Maisie watched the face working in the moonlight.

'You've plenty of pennies now,' she said soothingly.

'I shall never have enough,' he began, with vicious emphasis. Then,
laughing, 'I shall always be three-pence short in my accounts.'

'Why threepence?'

'I carried a man's bag once from Liverpool Street Station to Blackfriar's
Bridge. It was a sixpenny job,--you needn't laugh; indeed it was,--and I
wanted the money desperately. He only gave me threepence; and he
hadn't even the decency to pay in silver. Whatever money I make, I shall
never get that odd threepence out of the world.'

This was not language befitting the man who had preached of the
sanctity of work. It jarred on Maisie, who preferred her payment in
applause, which, since all men desire it, must be of he right. She hunted
for her little purse and gravely took out a threepenny bit.
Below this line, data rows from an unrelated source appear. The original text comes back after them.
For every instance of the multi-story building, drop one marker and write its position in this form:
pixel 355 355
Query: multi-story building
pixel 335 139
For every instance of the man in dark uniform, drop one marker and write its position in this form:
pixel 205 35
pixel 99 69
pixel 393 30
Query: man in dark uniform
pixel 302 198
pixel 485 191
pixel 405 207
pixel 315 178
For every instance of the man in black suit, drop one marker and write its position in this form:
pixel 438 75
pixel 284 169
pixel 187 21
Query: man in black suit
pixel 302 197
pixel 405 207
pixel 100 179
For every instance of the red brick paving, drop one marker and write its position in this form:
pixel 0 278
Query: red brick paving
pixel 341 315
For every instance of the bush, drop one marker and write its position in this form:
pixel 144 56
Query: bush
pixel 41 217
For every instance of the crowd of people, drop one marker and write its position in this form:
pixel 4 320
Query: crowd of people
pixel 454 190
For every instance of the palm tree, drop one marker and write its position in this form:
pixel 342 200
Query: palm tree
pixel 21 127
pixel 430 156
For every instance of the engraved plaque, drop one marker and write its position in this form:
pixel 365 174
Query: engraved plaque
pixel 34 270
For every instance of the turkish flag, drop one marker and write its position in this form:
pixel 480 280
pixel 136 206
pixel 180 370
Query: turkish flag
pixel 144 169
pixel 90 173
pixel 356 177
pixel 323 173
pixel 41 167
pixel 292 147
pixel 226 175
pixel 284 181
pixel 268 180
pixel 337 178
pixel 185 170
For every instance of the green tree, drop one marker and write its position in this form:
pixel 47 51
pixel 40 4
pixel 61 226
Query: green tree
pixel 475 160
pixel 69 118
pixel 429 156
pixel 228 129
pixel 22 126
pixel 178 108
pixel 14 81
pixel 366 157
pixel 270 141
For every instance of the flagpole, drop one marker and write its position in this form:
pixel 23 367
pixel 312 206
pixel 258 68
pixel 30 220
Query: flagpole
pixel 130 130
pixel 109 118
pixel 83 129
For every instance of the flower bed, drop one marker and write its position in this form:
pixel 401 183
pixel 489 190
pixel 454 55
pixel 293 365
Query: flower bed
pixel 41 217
'There it is,' she said. 'I'll pay you, Dickie; and don't worry any more; it
isn't worth while. Are you paid?'

'I am,' said the very human apostle of fair craft, taking the coin. 'I'm
paid a thousand times, and we'll close that account. It shall live on my
watch-chain; and you're an angel, Maisie.'

'I'm very cramped, and I'm feeling a little cold. Good gracious! the cloak
is all white, and so is your moustache! I never knew it was so chilly.'

A light frost lay white on the shoulder of Dick's ulster. He, too, had
forgotten the state of the weather. They laughed together, and with that
laugh ended all serious discourse.

They ran inland across the waste to warm themselves, then turned to
look at the glory of the full tide under the moonlight and the intense
black shadows of the furze bushes. It was an additional joy to Dick that
Maisie could see colour even as he saw it,--could see the blue in the white
of the mist, the violet that is in gray palings, and all things else as they
are,--not of one hue, but a thousand. And the moonlight came into
Maisie's soul, so that she, usually reserved, chattered of herself and of
the things she took interest in,--of Kami, wisest of teachers, and of the
girls in the studio,--of the Poles, who will kill themselves with overwork if
they are not checked; of the French, who talk at great length of much
more than they will ever accomplish; of the slovenly English, who toil
hopelessly and cannot understand that inclination does not imply power;
of the Americans, whose rasping voices in the hush of a hot afternoon
strain tense-drawn nerves to breaking-point, and whose suppers lead to
indigestion; of tempestuous Russians, neither to hold nor to bind, who tell
the girls ghost-stories till the girls shriek; of stolid Germans, who come to
learn one thing, and, having mastered that much, stolidly go away and
copy pictures for evermore. Dick listened enraptured because it was
Maisie who spoke. He knew the old life.

'It hasn't changed much,' he said. 'Do they still steal colours at
lunch-time?'

'Not steal. Attract is the word. Of course they do. I'm good--I only attract
ultramarine; but there are students who'd attract flake-white.'

'I've done it myself. You can't help it when the palettes are hung up.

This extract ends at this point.